La rosa bianca
Ci sono momenti della giornata in cui una patologia mi assale: il sospetto.
Insegnare musica è forse un istinto di sopravvivenza, un cercare di tramandare a figli non miei qualcosa di me. Una speranza in cui credo, un sogno in cui anche io ho amato rifugiarmi. Voglio regalare un mondo, un linguaggio. Una via di fuga dalla realtà.
Non sono nessuno per poter pretendere che questa sia una sfera più dolce, una lente dorata per osservare il mondo, ma voglio illudervi, anche solo per pochi anni. Siete bambini che crescono troppo velocemente e si lasciano sfuggire Babbo Natale e mille leggende.
Non conoscete la dolcezza del credere a fate o topini che trasformano dentini caduti in monete. L’inflazione ha colpito anche i vostri sogni. A noi erano sufficienti cento lire per una partita a biliardino, a voi è chiesto un euro per avere un ciondolo da appendere ad astucci o cellulari. Oggetti per oggetti che non hanno parola nè relazione.
Ma mi assale il sospetto, oggi. Perchè incontro per la seconda volta i tuoi occhi di bambina. Non conosco niente di te, nè le ragioni del tuo desiderio del pretendere me come insegnante.
Non ho ancora imparato il tuo nome, forse mi servirà un’altra settimana…forse.. o già lo memorizzerò questa sera, assieme al dubbio.
Cosa conosci di me, piccola gigante travestita da adulta ed oppressa dalla perfezione? Mi hai donato i tuoi sorrisi, assieme ad una rosa bianca.
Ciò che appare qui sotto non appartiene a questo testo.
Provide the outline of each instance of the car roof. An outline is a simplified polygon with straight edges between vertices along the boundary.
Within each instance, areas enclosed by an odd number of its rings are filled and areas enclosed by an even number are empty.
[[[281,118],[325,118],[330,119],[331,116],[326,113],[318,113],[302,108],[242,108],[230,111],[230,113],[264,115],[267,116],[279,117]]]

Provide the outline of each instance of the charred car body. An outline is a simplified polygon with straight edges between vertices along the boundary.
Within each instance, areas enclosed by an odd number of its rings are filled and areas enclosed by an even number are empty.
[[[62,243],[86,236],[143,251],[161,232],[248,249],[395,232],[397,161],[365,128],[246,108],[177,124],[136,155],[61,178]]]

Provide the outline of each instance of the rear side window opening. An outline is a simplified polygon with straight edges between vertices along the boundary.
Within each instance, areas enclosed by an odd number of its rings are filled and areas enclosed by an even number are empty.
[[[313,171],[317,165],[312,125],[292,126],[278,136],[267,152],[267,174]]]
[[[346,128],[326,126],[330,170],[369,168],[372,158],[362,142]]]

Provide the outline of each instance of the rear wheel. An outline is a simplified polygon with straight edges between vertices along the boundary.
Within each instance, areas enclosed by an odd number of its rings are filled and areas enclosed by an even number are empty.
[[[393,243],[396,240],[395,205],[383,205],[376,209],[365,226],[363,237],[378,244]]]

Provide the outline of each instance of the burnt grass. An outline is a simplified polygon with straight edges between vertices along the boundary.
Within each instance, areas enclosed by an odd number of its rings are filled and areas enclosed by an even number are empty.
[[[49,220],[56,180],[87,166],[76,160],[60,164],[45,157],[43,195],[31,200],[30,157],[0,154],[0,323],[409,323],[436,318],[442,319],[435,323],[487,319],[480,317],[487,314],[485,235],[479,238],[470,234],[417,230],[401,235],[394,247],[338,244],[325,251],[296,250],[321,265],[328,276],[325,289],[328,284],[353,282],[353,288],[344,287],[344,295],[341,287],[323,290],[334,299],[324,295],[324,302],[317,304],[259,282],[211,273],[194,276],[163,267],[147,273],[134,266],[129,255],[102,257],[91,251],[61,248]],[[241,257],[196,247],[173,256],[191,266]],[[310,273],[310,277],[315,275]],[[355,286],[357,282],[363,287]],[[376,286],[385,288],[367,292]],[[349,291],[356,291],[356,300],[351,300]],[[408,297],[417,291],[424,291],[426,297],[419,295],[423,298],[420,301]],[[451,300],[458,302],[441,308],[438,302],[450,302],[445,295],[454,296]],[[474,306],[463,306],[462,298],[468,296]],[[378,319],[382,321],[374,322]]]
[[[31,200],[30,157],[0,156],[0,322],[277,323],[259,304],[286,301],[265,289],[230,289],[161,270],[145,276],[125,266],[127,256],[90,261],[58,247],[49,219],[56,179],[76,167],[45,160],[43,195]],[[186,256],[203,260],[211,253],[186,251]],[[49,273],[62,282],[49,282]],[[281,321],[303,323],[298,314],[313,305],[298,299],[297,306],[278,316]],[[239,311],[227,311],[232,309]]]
La rosa bianca, il simbolo del silenzio, il fiore che porto tatuato sul cuore. La mia resistenza alla vita.
Chi sei, bambina? Cosa sai leggere con i tuoi occhi di grande. Ho accettato sopresa il tuo tenero regalo e ti ho promesso mi impegnerò per donarti la tenacia dell’illusione e combattere con te la cruda realtà.
Te l’ho promesso, sorridendo, ma tu non lo sai.